[This item was originally posted to The Media Drop]
After reading Lionel Beehner’s article entitled “9,000 Google hits can’t be wrong – or can they?” in the Christian Science Monitor, I can’t help but agree on most of the issues involved. I’ve always thought that Google was the tool of the layman (at least in media terms) to finding out about anything and everything. We know it’s not the perfect tool, but it generally works out. Don’t have Lexis-Nexis at your disposal? Google it. No interns to make some phone calls on your behalf? Google again. You get the picture.
According to Beehner, journalists are following the same trend, using Google “statistics” to create value for the stories they are reporting. Heck, if I were an editor and someone came in to me saying “Look, this article about stale bread is gonna be huge! There are 26,200 references on Google to the topic, as opposed to only 615 for stale crackers!”, and I didn’t know how Google worked, I would probably at least think about it, right? Wrong.
If every single mention of something is caught on Google, and it’s someone’s name, like Britney Spears, or Pamela Anderson, we should be wary. Not only to people use things like this unscrupulously to lure readers to their sites, but some totally unrelated sites put terms in their “meta tags”, or part of the HTML coding that makes up their web pages.
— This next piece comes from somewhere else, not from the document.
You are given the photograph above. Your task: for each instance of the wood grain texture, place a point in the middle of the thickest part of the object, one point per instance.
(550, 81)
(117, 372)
You can skew things all you want – create 500 pages that link to a particular site, and you instantly create value to the algorithms that make up Google’s brain – among other search sites. I love Google as much as the next person – I use it 99% of the time I’m looking for things on the Internet. But it’s not a perfect science, and unfortunately, it seems to be something that so many people have bought into that they consider it their perfect research buddy.